Non cadere vittime dell’attivismo
Gli apostoli, narra l’Evangelista, tornati dalla missione raccontano a Gesù quello che avevano fatto, e Lui li chiama in disparte, in un luogo isolato, per farli riposare, poi però vedendo la folla che lo aspetta, “ne sente compassione e si mette ad insegnare”.
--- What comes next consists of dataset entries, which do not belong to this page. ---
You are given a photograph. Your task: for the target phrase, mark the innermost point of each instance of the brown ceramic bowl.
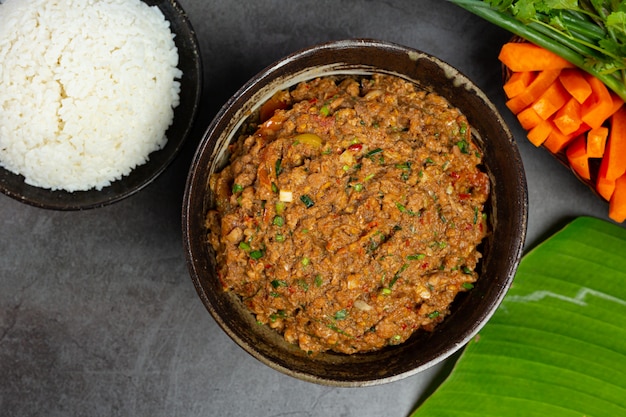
(502, 249)
(190, 63)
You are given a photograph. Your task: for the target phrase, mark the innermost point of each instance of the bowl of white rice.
(96, 97)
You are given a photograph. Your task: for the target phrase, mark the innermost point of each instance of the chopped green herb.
(373, 152)
(279, 283)
(463, 146)
(306, 199)
(302, 284)
(318, 281)
(341, 315)
(397, 275)
(279, 166)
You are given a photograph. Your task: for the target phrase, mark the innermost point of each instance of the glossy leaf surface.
(557, 344)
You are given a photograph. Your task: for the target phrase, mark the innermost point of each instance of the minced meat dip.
(351, 217)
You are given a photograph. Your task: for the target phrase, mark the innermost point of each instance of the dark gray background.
(98, 315)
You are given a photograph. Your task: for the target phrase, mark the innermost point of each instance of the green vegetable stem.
(590, 34)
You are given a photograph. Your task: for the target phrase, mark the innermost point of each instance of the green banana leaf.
(557, 344)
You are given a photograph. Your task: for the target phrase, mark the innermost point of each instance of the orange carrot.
(538, 134)
(551, 100)
(567, 119)
(598, 106)
(557, 141)
(529, 118)
(526, 56)
(535, 89)
(617, 204)
(596, 141)
(518, 82)
(575, 83)
(617, 102)
(577, 156)
(615, 152)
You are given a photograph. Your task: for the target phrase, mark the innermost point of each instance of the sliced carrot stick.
(596, 141)
(538, 134)
(615, 152)
(617, 204)
(526, 56)
(518, 82)
(599, 105)
(575, 83)
(568, 118)
(551, 100)
(529, 118)
(577, 156)
(535, 89)
(557, 141)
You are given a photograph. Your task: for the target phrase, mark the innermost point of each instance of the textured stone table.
(98, 316)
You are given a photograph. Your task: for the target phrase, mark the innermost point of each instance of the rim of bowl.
(186, 41)
(356, 372)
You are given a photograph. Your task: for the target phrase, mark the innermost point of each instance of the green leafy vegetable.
(557, 344)
(590, 34)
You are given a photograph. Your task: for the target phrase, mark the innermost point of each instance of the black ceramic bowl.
(184, 115)
(502, 248)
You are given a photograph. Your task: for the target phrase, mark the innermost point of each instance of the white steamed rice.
(87, 89)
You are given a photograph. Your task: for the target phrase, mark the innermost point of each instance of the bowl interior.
(184, 115)
(508, 215)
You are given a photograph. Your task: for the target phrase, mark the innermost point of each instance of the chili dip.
(352, 215)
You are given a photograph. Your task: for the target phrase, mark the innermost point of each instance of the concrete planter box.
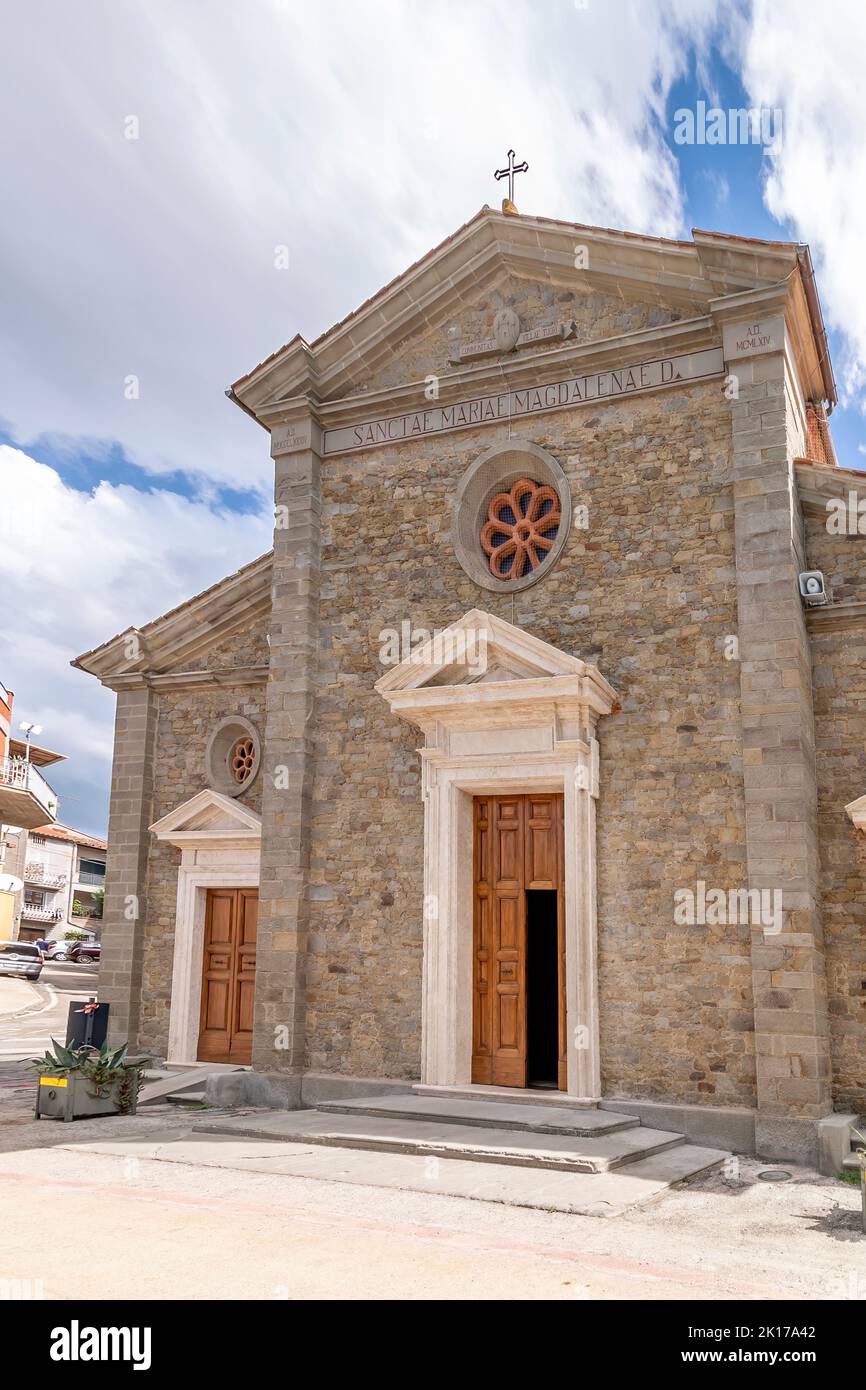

Gesù si preoccupa della stanchezza dei discepoli. Forse sta cogliendo un pericolo che può riguardare anche la nostra vita e il nostro apostolato, quando ad esempio l’entusiasmo nel portare avanti la missione o il lavoro, così come il ruolo e i compiti che ci sono affidati ci rendono vittime dell’attivismo, e questa è una cosa brutta: troppo preoccupati delle cose da fare e dei risultati. E allora succede che ci agitiamo e perdiamo di vista l’essenziale, rischiando di esaurire le nostre energie e di cadere nella stanchezza del corpo e dello spirito. È un monito importante per la nostra vita, per la nostra società spesso prigioniera della fretta, ma anche per la Chiesa e per il servizio pastorale: fratelli e sorelle stiamo attenti alla dittatura del fare!
La dittatura del fare – afferma il Papa – può colpire per necessità, anche le famiglie, “quando per esempio il papà per guadagnare il pane è costretto ad assentarsi per lavoro dovendo così sacrificare il tempo da dedicare alla famiglia”. Mamma e papà, spesso escono al mattino presto quando i bambini stanno ancora dormendo e tornano tardi la sera, quando sono già a letto. “E questa – incalza il Successore di Pietro – è un’ingiustizia sociale! Pensiamo cosa possiamo fare per aiutare le persone che sono costrette a vivere così”.
Imparare a riposare per avere compassione dei bisognosi
Francesco ribadisce che il riposo non è e non deve però essere una fuga dal mondo, una forma di egoismo che ci porta a rintanarci nel benessere personale, ma è stare con Dio, è un “riposare nello Spirito”, poiché solo in questo modo avremo occhi attenti e pieni di compassione per le persone bisognose e smarrite e saremo realmente disponibili per gli altri.
Infatti, è possibile avere uno sguardo compassionevole, che sa cogliere i bisogni dell’altro, soltanto se il nostro cuore non è consumato dall’ansia del fare, se sappiamo fermarci e, nel silenzio dell’adorazione, ricevere la Grazia di Dio.